Expanding the clinical spectrum and management of Traboulsi syndrome: report on two siblings homozygous for a novel pathogenic variant in ASPH
Published in Ophthalmic Genetics, 2021
Tom Van Hoorde, Fanny Nerinckx, Elke Kreps, Dimitri Roels, Philippe Huyghe, Mattias Van Heetvelde, Hannah Verdin, Elfride De Baere, Irina Balikova, Bart P. Leroy
Patient IV.4 (proband) had noticed suboptimal visual acuity in both eyes as early as the age of 7. At presentation, sslit-lamp biomicroscopy revealed very shallow anterior chambers (Figure 1a), an atrophic appearance of both irides, iridodonesis and an anteriorly subluxated, microspherical, clear crystalline lens in both eyes. These findings were confirmed by UBM (Figure 1b).
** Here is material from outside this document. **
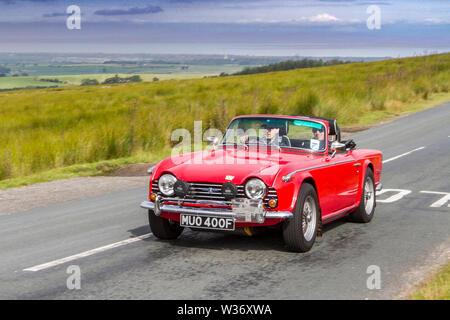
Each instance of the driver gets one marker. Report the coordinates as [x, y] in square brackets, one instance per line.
[319, 135]
[271, 136]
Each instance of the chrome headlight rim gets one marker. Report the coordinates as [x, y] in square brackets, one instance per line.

The posterior segment was unremarkable except for a marked cupping of the optic disc OU. Prophylactic YAG-laser peripheral iridotomies were created in both eyes to prevent angle closure glaucoma. These procedures initially altered neither IOP nor anterior chamber depth. However, on a scheduled follow-up visit 4 months later, IOP was 38 mmHg in the right eye despite that the anterior chamber had deepened at that time. The patient was asymptomatic and gonioscopy showed an open iridocorneal angle in the right eye (Figure 1c) and a subtotal closure of the angle in the left eye albeit that the intraocular pressure remained normal. Normal pressure was eventually achieved in the right eye with topical dorzolamide/timolol drops BID. Despite a patent iridotomy, the anterior chamber remained very shallow in the left eye with an open iridocorneal angle only obtained following pupillary dilation, potentially secondary to posterior rotation of the ciliary body. To prevent acute angle closure, a lensectomy using a limbal approach was performed by an experienced paediatric vitreoretinal surgeon in the left eye. Lensectomy was performed by a 27 g vitrectomy system, allowing clear corneal incisons of 0,4 mm. The bag was preserved and a posterior capsulorhexis was performed. The patient was left aphakic. Postoperatively, the anterior chamber deepened, IOP remained low and BCVA of 0.7 was obtained. So far, no surgery was performed on the right eye as the anterior chamber and iridocorneal angle were sufficiently deep, the peripheral iridotomy was open and IOP was low using only topical treatment. Drops were stopped 3 months later and IOP remained low normal thereafter. Rigid, gas-permeable contact lens fitting was subsequently performed and a VA of 0.6 OD and 0.9 OS was obtained. Optical coherence tomography of the optic disc showed preservation of the peripapillary nerve fiber layer.